3.3. Auxiliary Units Model

The biogas upgrading units are coupled with auxiliary units. The water scrubbing unit also includes a multistage reciprocating compressor for the inlet biogas, a pump for the supply water, a blower, and a cooler for cooling down the incoming gas flow rate. The models adopted for these components are selected according to Ref. [19] and are reported below. The power consumption of the multistage reciprocating compressor with two stages was calculated fixing the efficiency of the unit, as follows:

$$P_C=\frac{N{Q}_{m,}{}_G\frac{RT}{PM}\frac{\gamma }{\gamma -1}\left({\left(\frac{P_{out}}{P_{in}}\right)}^{\frac{\gamma -1}{N\gamma }}-1\right)}{{\eta }_{IS}{\eta }_M}$$

(7)

For the pump, the shaft power was calculated according to the following equation:

$$P_P=\frac{{\rho }_{w}g{Q}_w{H}_T}{{\eta }_P}$$

(8)

where the total head is calculated, according to Ref. [19], as the sum of three terms related to the pressure difference, the heigth of the column, and the friction factor.

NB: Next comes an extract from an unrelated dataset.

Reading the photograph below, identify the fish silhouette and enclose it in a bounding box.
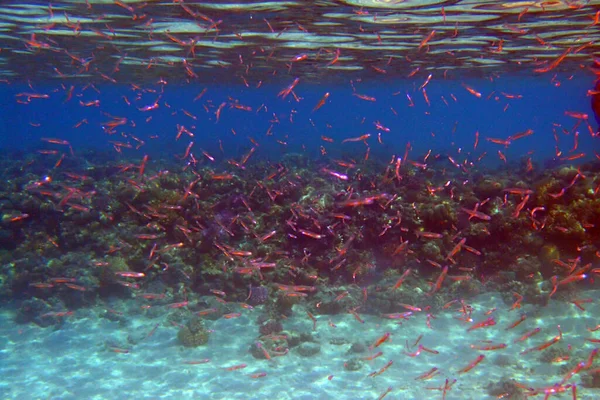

The equation for the assessment of the blower power demand is the same as for the pump, considering the air flow rate instead of the water flow rate:

$$P_B=\frac{{\rho }_{a}g{Q}_a{H}_T}{{\eta }_B}$$

(9)

The cooler was designed to cool the gas down to the column operating temperature. The equation used to assess the power needed for cooling the gas down is based on a simple energy balance on the unit:

$$Q_{COOL}=\frac{Q_{v,G}{\rho }_G{C}_{P,G}\left(T_{G,out}-T_{G,in}\right)}{{\rho }_w{C}_{P,w}\left(T_{w,out}-T_{w,in}\right)}$$

(10)

3.4. TRNSYS Model

Finally, the simulation model of whole plant is developed in Transient System Simulation Tool (TRNSYS) enviroment. Here, for sake of brevity, only the main TRNSYS library is listed. Type 94 of the TRNSYS library was used to simulate the performance of PV panels. This model is based on the so-called “four parameters” model, and can be used to simulate single or polycrystalline silicon PV systems involving electrical storage batteries, and direct load coupling and utility grid connections. For further details see ref. [66].

Type 47 of the TRNSYS library was used to simulate the electric energy storage system by using the Shepard mathematic model. Note that the storage system model related to Type 47 is suitable to model lead acid batteries. In order to simulate a lithium-ion battery, the parameters of Type 47 are modified to fit the performance of a commercial lithium battery according to the work available in Ref. [67].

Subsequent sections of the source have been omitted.